この本はなんで買ったか覚えていません……映画化されているわけでもないし、この作家の本は初めて読むし、けっして派手なヒキ文句もない。
けれど、読んで良かったと思える本です。

アメリカ探偵作家クラブ賞最優秀長篇賞受賞作ということですが、この作品は「ミステリー」というジャンルにとどめておいてはいけない「物語」です。

正直、出てきたとたんに犯人わかったし。
今の、シリアルキラーのいわゆる「プロファイル」を知っていたら、大体見当がつく犯人であまり衝撃はありませんが、なにせ物語の時代は1930年、大恐慌のさなかのアメリカ、南部テキサス州東部の小さな田舎町で、警察組織はなく主人公の少年の父が理髪店と農家の兼業として治安官をやっている状態、もちろん専門的な教育などうけていません。

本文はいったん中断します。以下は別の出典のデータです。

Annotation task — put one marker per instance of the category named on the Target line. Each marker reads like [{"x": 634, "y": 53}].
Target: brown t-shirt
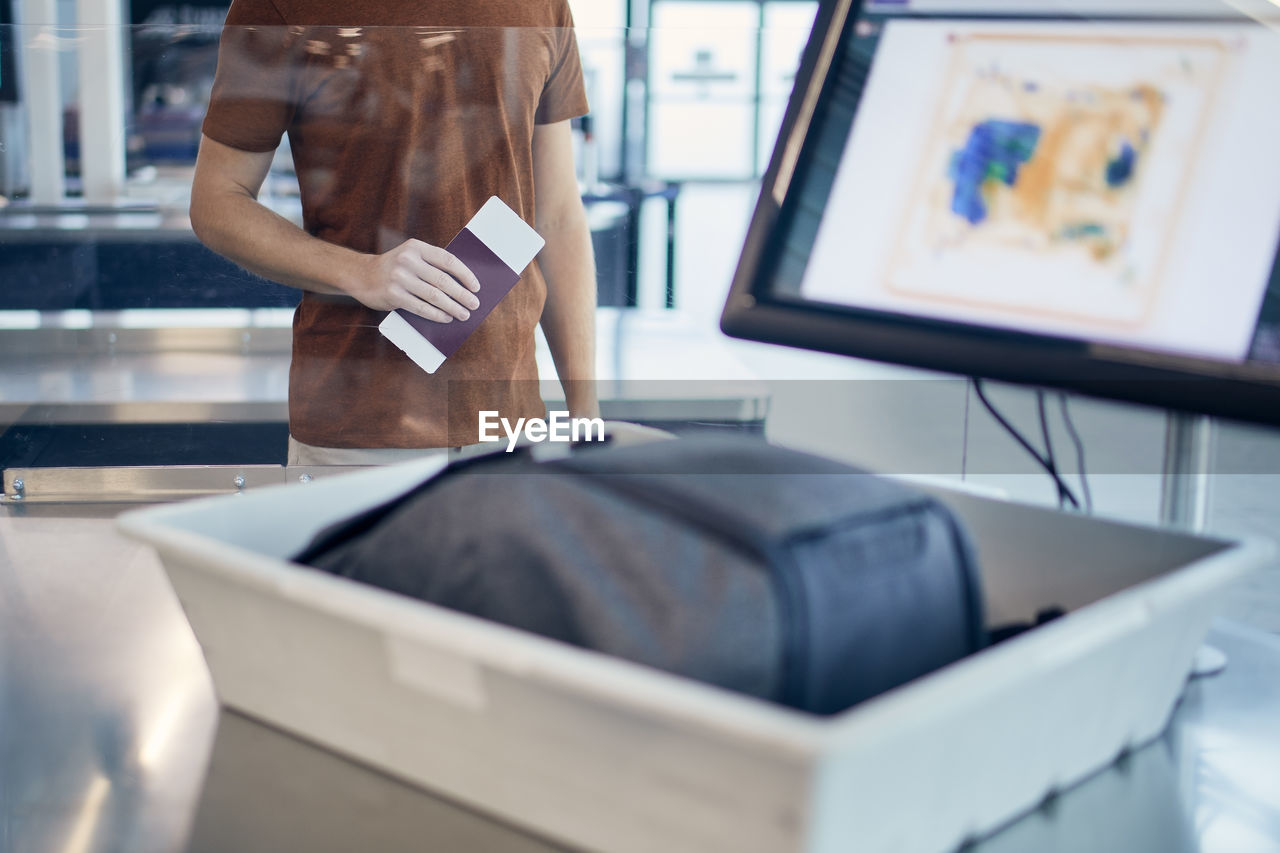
[{"x": 403, "y": 118}]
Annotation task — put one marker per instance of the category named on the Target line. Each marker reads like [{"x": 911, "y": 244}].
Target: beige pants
[{"x": 304, "y": 455}]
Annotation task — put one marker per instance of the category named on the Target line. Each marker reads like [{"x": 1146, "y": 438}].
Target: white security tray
[{"x": 609, "y": 755}]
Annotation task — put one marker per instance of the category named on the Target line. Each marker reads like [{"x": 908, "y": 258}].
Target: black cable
[
  {"x": 1079, "y": 452},
  {"x": 1064, "y": 491},
  {"x": 1050, "y": 457}
]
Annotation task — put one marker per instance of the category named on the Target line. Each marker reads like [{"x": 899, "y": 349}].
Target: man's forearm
[
  {"x": 237, "y": 226},
  {"x": 568, "y": 318}
]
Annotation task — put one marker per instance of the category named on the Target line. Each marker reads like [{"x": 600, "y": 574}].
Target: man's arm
[
  {"x": 227, "y": 217},
  {"x": 568, "y": 267}
]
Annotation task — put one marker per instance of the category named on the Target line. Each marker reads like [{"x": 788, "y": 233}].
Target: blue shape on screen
[
  {"x": 993, "y": 151},
  {"x": 1120, "y": 168}
]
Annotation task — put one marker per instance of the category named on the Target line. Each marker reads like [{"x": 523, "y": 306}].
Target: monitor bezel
[{"x": 1239, "y": 391}]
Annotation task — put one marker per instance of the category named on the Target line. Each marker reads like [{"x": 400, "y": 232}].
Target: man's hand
[{"x": 421, "y": 279}]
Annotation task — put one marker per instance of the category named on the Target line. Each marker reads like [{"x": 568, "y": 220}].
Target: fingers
[{"x": 440, "y": 286}]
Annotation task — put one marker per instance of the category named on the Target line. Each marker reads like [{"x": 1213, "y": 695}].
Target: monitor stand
[{"x": 1184, "y": 497}]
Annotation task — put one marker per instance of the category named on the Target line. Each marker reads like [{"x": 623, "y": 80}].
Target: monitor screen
[{"x": 1063, "y": 194}]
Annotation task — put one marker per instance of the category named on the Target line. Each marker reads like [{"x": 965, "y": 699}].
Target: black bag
[{"x": 762, "y": 570}]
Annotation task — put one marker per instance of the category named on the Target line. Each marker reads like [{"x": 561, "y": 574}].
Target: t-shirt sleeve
[
  {"x": 255, "y": 89},
  {"x": 565, "y": 94}
]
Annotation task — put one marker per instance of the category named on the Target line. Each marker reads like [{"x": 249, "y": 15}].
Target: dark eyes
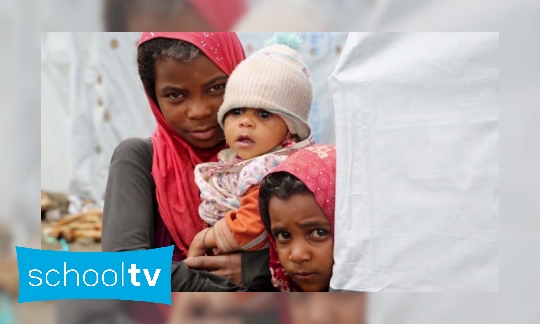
[
  {"x": 319, "y": 233},
  {"x": 316, "y": 234},
  {"x": 264, "y": 114},
  {"x": 218, "y": 87},
  {"x": 236, "y": 111},
  {"x": 175, "y": 95}
]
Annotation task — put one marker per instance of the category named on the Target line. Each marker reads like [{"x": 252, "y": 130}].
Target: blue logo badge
[{"x": 132, "y": 275}]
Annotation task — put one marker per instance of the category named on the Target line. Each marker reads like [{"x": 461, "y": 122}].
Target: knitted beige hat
[{"x": 275, "y": 79}]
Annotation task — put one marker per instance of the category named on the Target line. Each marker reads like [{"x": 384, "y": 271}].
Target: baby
[
  {"x": 264, "y": 117},
  {"x": 297, "y": 209}
]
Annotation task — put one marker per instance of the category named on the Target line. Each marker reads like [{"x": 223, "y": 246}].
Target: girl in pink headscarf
[
  {"x": 151, "y": 199},
  {"x": 296, "y": 202}
]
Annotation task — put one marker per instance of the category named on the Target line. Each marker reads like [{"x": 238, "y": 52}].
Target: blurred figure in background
[
  {"x": 172, "y": 15},
  {"x": 313, "y": 308},
  {"x": 9, "y": 275}
]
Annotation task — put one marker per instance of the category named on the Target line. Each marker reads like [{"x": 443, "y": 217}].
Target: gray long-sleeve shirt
[{"x": 131, "y": 218}]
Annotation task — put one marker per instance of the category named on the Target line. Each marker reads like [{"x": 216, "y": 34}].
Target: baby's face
[
  {"x": 252, "y": 132},
  {"x": 304, "y": 240}
]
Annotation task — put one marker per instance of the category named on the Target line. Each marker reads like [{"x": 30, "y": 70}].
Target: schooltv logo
[{"x": 131, "y": 275}]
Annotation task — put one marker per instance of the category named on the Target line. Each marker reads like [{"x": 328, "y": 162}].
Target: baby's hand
[{"x": 196, "y": 248}]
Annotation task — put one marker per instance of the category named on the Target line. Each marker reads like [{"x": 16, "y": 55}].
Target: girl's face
[
  {"x": 304, "y": 241},
  {"x": 189, "y": 96},
  {"x": 251, "y": 132}
]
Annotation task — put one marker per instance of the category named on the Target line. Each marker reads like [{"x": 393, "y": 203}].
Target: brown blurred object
[
  {"x": 9, "y": 277},
  {"x": 246, "y": 308},
  {"x": 322, "y": 308},
  {"x": 81, "y": 226},
  {"x": 172, "y": 15},
  {"x": 53, "y": 201}
]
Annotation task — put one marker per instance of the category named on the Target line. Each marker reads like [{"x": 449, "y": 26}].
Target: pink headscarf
[
  {"x": 174, "y": 158},
  {"x": 315, "y": 166}
]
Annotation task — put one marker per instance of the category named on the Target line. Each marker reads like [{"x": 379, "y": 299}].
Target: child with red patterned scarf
[{"x": 296, "y": 202}]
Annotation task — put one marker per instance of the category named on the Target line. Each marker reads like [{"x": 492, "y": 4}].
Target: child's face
[
  {"x": 252, "y": 132},
  {"x": 304, "y": 240},
  {"x": 189, "y": 96}
]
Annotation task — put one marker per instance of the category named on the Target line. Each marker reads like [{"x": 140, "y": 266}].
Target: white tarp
[{"x": 417, "y": 135}]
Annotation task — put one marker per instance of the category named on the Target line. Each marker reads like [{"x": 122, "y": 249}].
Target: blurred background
[{"x": 20, "y": 182}]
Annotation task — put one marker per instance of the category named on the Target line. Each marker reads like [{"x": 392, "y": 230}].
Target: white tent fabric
[
  {"x": 417, "y": 138},
  {"x": 92, "y": 99}
]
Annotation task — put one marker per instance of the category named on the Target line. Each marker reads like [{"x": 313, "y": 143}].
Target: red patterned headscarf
[
  {"x": 315, "y": 166},
  {"x": 174, "y": 158}
]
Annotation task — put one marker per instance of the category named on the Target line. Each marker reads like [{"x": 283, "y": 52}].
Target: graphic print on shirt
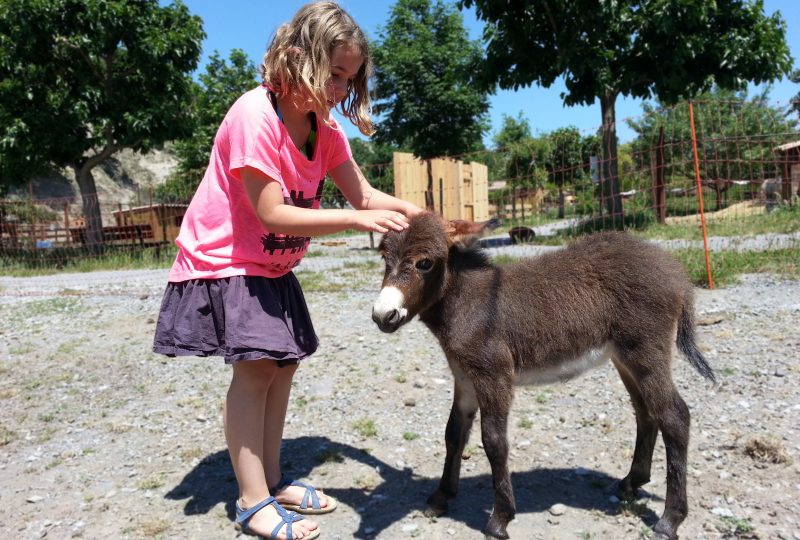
[{"x": 287, "y": 243}]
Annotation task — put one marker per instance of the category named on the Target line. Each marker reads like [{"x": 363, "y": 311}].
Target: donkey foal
[{"x": 547, "y": 319}]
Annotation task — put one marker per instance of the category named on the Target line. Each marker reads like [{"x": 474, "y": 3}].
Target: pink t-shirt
[{"x": 221, "y": 235}]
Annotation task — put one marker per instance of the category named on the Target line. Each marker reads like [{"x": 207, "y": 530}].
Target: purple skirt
[{"x": 238, "y": 318}]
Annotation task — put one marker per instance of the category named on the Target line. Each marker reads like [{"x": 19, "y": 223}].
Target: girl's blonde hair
[{"x": 299, "y": 58}]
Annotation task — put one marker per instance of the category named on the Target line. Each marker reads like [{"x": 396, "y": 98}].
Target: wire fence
[{"x": 710, "y": 175}]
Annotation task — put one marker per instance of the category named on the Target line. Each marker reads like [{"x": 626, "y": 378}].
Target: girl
[{"x": 231, "y": 291}]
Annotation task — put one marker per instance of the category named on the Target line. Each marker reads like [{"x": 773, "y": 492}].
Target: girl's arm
[
  {"x": 266, "y": 196},
  {"x": 357, "y": 190}
]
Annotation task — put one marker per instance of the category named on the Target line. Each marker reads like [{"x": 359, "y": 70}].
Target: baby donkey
[{"x": 607, "y": 297}]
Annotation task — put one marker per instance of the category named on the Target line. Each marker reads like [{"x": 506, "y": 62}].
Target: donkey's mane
[{"x": 471, "y": 257}]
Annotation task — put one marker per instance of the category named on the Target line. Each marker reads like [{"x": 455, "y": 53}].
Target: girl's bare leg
[
  {"x": 244, "y": 419},
  {"x": 274, "y": 418}
]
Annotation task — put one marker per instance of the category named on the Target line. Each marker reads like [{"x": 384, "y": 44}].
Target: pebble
[{"x": 557, "y": 509}]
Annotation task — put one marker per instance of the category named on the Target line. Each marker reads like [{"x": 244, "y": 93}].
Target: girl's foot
[
  {"x": 263, "y": 522},
  {"x": 303, "y": 498}
]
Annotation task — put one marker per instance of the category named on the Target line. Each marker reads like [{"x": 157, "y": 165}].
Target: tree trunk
[
  {"x": 91, "y": 203},
  {"x": 91, "y": 208},
  {"x": 609, "y": 178}
]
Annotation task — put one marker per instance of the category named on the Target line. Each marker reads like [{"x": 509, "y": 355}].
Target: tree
[
  {"x": 736, "y": 136},
  {"x": 82, "y": 79},
  {"x": 219, "y": 87},
  {"x": 639, "y": 48},
  {"x": 423, "y": 82}
]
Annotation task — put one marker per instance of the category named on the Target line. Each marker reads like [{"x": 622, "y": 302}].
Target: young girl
[{"x": 231, "y": 290}]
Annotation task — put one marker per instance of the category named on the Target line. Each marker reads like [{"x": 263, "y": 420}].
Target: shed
[
  {"x": 457, "y": 190},
  {"x": 165, "y": 219}
]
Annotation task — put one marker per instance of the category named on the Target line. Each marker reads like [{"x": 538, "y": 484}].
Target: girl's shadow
[{"x": 400, "y": 492}]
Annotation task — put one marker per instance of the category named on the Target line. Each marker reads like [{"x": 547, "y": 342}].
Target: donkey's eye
[{"x": 423, "y": 265}]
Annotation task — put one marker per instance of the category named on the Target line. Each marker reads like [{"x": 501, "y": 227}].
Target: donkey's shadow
[{"x": 401, "y": 492}]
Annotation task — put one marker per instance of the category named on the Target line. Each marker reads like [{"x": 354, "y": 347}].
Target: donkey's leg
[
  {"x": 651, "y": 370},
  {"x": 465, "y": 405},
  {"x": 646, "y": 434},
  {"x": 495, "y": 403}
]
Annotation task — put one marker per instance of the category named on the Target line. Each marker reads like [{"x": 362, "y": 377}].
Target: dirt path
[{"x": 100, "y": 438}]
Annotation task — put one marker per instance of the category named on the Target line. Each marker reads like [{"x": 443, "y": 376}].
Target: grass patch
[
  {"x": 367, "y": 482},
  {"x": 329, "y": 456},
  {"x": 154, "y": 482},
  {"x": 632, "y": 508},
  {"x": 320, "y": 282},
  {"x": 366, "y": 428},
  {"x": 727, "y": 266},
  {"x": 738, "y": 527},
  {"x": 42, "y": 262},
  {"x": 767, "y": 450},
  {"x": 6, "y": 435},
  {"x": 150, "y": 529}
]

読者は当然気づくわけです。ああ、なにしてんだよ、探すのはそっちじゃない……とやきもき。でも時代が時代だけに、人種差別や地域の孤立、はては汚物処理対策まで立ちはだかり、なかなか捜査はすすまず……。

多分ミステリー部分だけだと、たいして面白くない小説になったでしょうが、この本のキモはやはり、少年の成長物語なんですね。
そしてその部分が本当に輝かしく、繊細で残酷で美しい。
周りの人々も、まるで実在したかのように生き生きと生活し、労働し、家族を支える様が描かれて、冒頭の献辞、

父A・B(バド)・ランズデールと母オリータ・ランズデールの愛情に満ちた思い出に捧げる。二人は、大恐慌、不景気、単調な重労働、苦しい時間を、愚痴ひとつこぼさず乗り切ってきた。父母のような人間が増えることを願って。



……にあるように、作家本人の両親やその時代の人々の努力と研鑽によって今のアメリカ社会が成り立っているのだと、そしてそれは今の時代も、そうした市井の人たちによって支えられ作られているんだという、真摯な姿勢が垣間見えます。
だからこれは「ミステリー」というより「文学」なんでしょう。

それにしても文学にしては読みやすすぎるかもw
「南部のキング」といわれているのもわかる気がします。
最後はやめられなくなって、夜中の二時まで読んじゃいました。

いい本でした。
出会いに感謝(いつ出会ったか覚えてないけど)。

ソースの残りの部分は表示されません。